14 January 2009

SF DMV (ii)

I was told to go get my car and bring it closer for "Vehicle Verification." I pulled up behind another woman being verified and started checking my email. I also had my windows down, which allowed me to hear:

"It says Nevada."


"Yeah she's from Nevada."

I kept typing. I wanted it to be clear that I was sitting in my car minding my own business and that they should do the same. But my hints were not obvious, and one of the three started talking even louder, to make sure I heard him.

"I used to stay in Nevada. I was in Vegas for two years. I was over at 95 and Durango. But I had to get out."
I asked why. I did not look at him (as I was now typing a play by play for Kate) I just asked why.
"The money wasn't flowing like it used to."
What he should have said was "I'm a moron." That fool had four properties, all with Adjustable Rate Mortgages. He said he was paying $1200 a month (at some point) for a four bedroom house, and that the mortgage tripled. Even worse, I think he was a construction worker. In Vegas, that once meant living high on the hog and now means poverty forced relocation.

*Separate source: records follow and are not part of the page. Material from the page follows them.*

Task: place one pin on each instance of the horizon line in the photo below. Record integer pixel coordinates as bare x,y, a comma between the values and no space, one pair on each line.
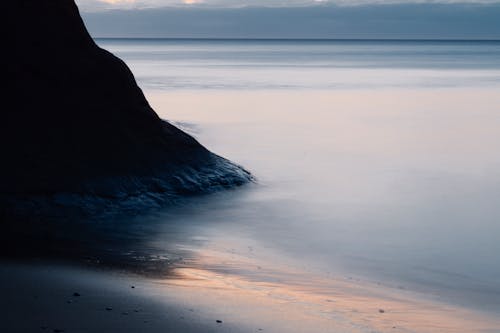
448,39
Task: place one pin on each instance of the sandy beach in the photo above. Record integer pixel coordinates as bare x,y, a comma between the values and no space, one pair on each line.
221,271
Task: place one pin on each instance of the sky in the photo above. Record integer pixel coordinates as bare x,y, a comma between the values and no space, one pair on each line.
420,19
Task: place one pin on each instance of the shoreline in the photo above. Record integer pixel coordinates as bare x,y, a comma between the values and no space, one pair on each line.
60,297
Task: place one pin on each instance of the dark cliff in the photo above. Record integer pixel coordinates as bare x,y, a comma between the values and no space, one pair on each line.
79,131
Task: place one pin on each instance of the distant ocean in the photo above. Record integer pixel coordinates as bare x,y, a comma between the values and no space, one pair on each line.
308,64
374,159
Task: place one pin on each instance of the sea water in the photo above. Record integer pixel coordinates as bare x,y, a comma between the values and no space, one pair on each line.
377,160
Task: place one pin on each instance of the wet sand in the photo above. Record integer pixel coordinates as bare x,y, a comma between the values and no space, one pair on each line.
61,298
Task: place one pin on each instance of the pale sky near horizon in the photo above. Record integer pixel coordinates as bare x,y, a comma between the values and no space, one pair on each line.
420,19
93,5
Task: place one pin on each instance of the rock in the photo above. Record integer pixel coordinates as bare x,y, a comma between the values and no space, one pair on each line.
77,135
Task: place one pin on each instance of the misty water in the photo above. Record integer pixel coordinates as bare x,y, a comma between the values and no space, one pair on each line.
374,160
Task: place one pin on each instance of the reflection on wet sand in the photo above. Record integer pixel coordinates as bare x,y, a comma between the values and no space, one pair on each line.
284,299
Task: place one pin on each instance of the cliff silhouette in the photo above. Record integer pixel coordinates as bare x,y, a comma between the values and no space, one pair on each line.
80,137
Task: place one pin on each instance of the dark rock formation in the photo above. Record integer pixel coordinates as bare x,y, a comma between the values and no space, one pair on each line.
80,136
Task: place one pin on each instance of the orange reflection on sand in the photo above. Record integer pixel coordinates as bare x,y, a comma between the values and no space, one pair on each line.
293,301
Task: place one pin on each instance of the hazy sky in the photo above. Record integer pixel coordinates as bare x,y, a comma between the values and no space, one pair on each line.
293,18
95,5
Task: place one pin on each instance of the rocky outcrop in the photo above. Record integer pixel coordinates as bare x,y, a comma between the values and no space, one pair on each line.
79,133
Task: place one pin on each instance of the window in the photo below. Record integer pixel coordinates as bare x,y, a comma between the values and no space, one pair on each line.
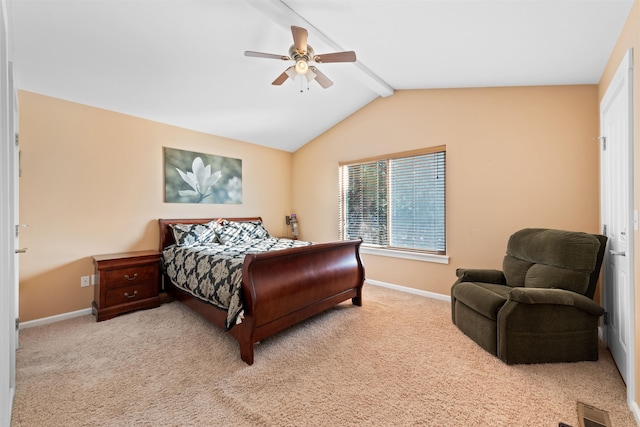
396,202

He went on, explaining what he did and did not like about Vegas. He asked me where I used to live. I told him. He then explained the 215 Beltway to me as if I hadn't told him I lived there. He asked me how I liked San Francisco and eventually ran out of things to say. Meanwhile the Vehicle Verification is still going on in front of me and the woman is digging in her trunk. What does this state want from it's drivers?
"My friend from Vegas might have a pen you can borrow."
Never in my life have I ever wanted to say "No you didn't" as much as I did then. The Foreclosure Fool offered a pen of mine to a friend who had missed the whole exchange. The friend was confused, but the FF sent him to my window to ask. I opened my bag and told him I only had a pink pen. He was clearly to macho for that. Plus I'm not even sure the DMV accepts pink ink.

Finally it was time for my vehicle to be verified. I didn't have to go into the trunk, just open the hood. And the guy making the demands did not offer to help. He did though walk me through it. Jesse is in charge of looking under the hood and of dipping sticks and what not. I buy the snacks. So I should not have been surprised when I could not find the bar that props up the hood. I was surprised at how hot the hood had gotten from one drive on a sunny day. Although looking back, I had been idling in case the FF tried to get in and I had to run him down. I paid less attention to the search for the prop bar as my hand started to sizzle. The DMV guy was the first to find it, stealthily planted on the actual hood and not on the car.